Mary Geraldine Neville, Plaintiff in Error, v. City of Chicago, Defendant in Error.
    Gen. No. 19,704.
    (Not to be reported in full.)
    Error to the Superior Court of Cook county; the Hon. Charles A. McDonald, Judge, presiding. Heard in the Branch Appellate Court at the October term,'1913.
    Reversed and remanded.
    Opinion filed February 4, 1915.
    Statement of the Case.
    Action by Mary Geraldine Neville against the city of Chicago for damages for injuries resulting from a fall on a defective sidewalk. From a judgment in favor of defendant, plaintiff brings error.

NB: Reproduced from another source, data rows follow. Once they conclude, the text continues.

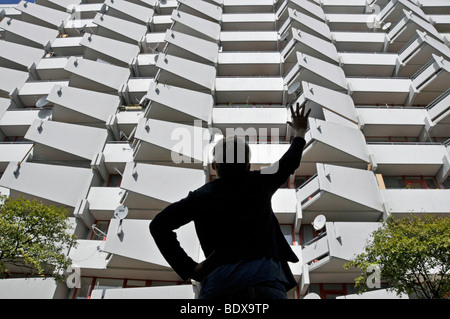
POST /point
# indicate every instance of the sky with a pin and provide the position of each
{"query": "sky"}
(12, 1)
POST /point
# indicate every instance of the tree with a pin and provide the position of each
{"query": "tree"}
(412, 254)
(34, 237)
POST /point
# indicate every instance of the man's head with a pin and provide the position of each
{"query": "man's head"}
(231, 156)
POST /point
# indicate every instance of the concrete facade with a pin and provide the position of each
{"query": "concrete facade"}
(119, 102)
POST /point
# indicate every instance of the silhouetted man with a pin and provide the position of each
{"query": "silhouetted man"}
(246, 251)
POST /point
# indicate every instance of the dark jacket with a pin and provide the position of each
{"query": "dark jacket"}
(233, 218)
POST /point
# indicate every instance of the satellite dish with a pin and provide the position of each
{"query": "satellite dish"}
(319, 222)
(121, 212)
(386, 26)
(42, 102)
(284, 36)
(294, 87)
(312, 295)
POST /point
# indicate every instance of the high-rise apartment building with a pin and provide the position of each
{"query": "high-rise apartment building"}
(110, 103)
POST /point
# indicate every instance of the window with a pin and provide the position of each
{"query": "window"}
(447, 183)
(88, 284)
(392, 139)
(288, 232)
(411, 182)
(114, 180)
(299, 180)
(307, 233)
(101, 227)
(14, 139)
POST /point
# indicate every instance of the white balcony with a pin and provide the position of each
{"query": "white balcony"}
(249, 41)
(135, 89)
(85, 11)
(152, 187)
(247, 6)
(359, 41)
(31, 92)
(248, 90)
(101, 204)
(430, 81)
(129, 11)
(134, 250)
(385, 122)
(185, 73)
(403, 202)
(26, 33)
(117, 155)
(11, 81)
(42, 15)
(306, 24)
(284, 206)
(348, 6)
(64, 185)
(439, 111)
(327, 104)
(394, 11)
(32, 288)
(405, 159)
(333, 143)
(170, 143)
(342, 22)
(405, 29)
(112, 51)
(341, 194)
(308, 44)
(317, 71)
(201, 9)
(96, 76)
(79, 106)
(434, 6)
(90, 257)
(52, 69)
(370, 91)
(17, 121)
(57, 141)
(249, 64)
(190, 47)
(368, 64)
(174, 104)
(146, 65)
(252, 121)
(305, 7)
(19, 57)
(195, 26)
(160, 23)
(61, 5)
(120, 29)
(161, 292)
(69, 46)
(264, 155)
(163, 8)
(341, 241)
(12, 152)
(248, 22)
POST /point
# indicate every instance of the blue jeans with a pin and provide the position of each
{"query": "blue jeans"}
(272, 290)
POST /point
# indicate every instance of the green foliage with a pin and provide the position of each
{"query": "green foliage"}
(34, 238)
(412, 254)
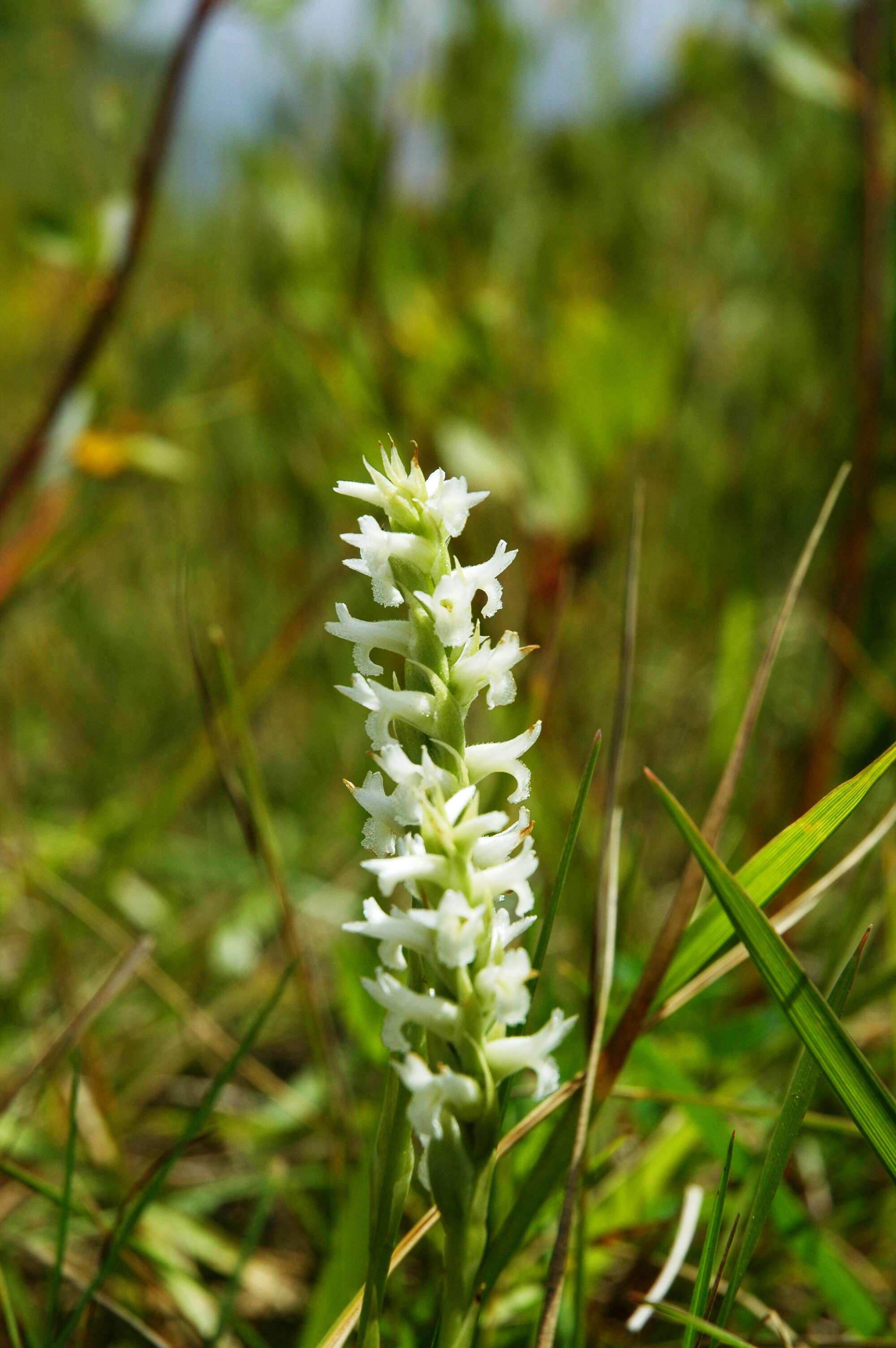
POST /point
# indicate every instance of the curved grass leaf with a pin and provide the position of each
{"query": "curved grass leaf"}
(702, 1327)
(708, 1257)
(770, 870)
(797, 1102)
(857, 1085)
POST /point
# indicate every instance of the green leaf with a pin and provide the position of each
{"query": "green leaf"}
(768, 871)
(543, 1179)
(797, 1102)
(857, 1085)
(810, 1244)
(702, 1327)
(708, 1257)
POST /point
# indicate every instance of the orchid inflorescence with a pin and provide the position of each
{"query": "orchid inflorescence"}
(457, 863)
(453, 879)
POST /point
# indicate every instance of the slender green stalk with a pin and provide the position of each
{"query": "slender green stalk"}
(799, 1095)
(9, 1313)
(62, 1231)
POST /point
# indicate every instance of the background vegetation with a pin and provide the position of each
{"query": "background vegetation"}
(564, 248)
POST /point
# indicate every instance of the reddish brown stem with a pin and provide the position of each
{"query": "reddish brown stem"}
(99, 323)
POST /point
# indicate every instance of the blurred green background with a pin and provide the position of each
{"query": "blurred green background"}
(562, 247)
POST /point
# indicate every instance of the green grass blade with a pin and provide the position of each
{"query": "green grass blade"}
(680, 1316)
(860, 1089)
(562, 871)
(790, 1121)
(9, 1313)
(708, 1257)
(62, 1230)
(535, 1189)
(770, 870)
(196, 1123)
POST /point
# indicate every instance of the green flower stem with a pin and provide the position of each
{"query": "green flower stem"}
(465, 1243)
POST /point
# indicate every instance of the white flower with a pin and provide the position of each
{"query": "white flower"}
(490, 851)
(378, 548)
(452, 607)
(406, 495)
(433, 1092)
(386, 635)
(394, 931)
(486, 577)
(449, 501)
(414, 864)
(510, 877)
(480, 666)
(531, 1050)
(403, 1006)
(459, 929)
(384, 704)
(504, 931)
(413, 780)
(452, 601)
(504, 756)
(383, 825)
(504, 986)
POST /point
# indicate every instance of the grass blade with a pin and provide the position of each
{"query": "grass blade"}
(786, 918)
(676, 1258)
(546, 1176)
(263, 842)
(770, 870)
(666, 947)
(860, 1089)
(790, 1121)
(603, 951)
(62, 1231)
(708, 1257)
(194, 1125)
(9, 1313)
(680, 1316)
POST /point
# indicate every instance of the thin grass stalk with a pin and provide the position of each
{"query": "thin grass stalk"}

    The essential facts are stated in a review of a former trial in the opinion filed in Neville v. City of Chicago, 154 Ill. App. 537. Upon the second trial, it was clearly shown that the sidewalk upon which the accident occurred was at that time old and worn, was affected by dry-rot and had been frequently repaired. While several witnesses called by defendant testified that they had never seen any holes in the sidewalk, all of them practically admitted that the walk was in the condition above stated. The manner in which the accident occurred was not disputed. The real dispute in the case arose upon the claim of the plaintiff that certain ailments that developed long after the accident were directly caused by the accident. Most of the evidence on this point was given by physicians. Some of the evidence of these physicians was opinion evidence, and some was as to matters of fact. The physician who attended the plaintiff at the time of the accident testified only as to the plaintiff’s injuries at that time and his treatment for a week or two thereafter. At the defendant’s request, the court gave to the jury the following instructions:
    “The court instructs you that you are to judge of the credibility of doctors and experts the same as of the credibility of other witnesses. You are not bound to take as absolutely true the testimony of any doctor or expert, but you are authorized to consider the apparent consistency, fairness and congruity of such testimony; the probability or improbability of the same; the motive, temper, feeling or bias of the witness, if any, his interest or lack of interest, if any, in the result of the case; and to give such credit to such testimony as, under all the circumstances, you believe it to be entitled to, and no more.”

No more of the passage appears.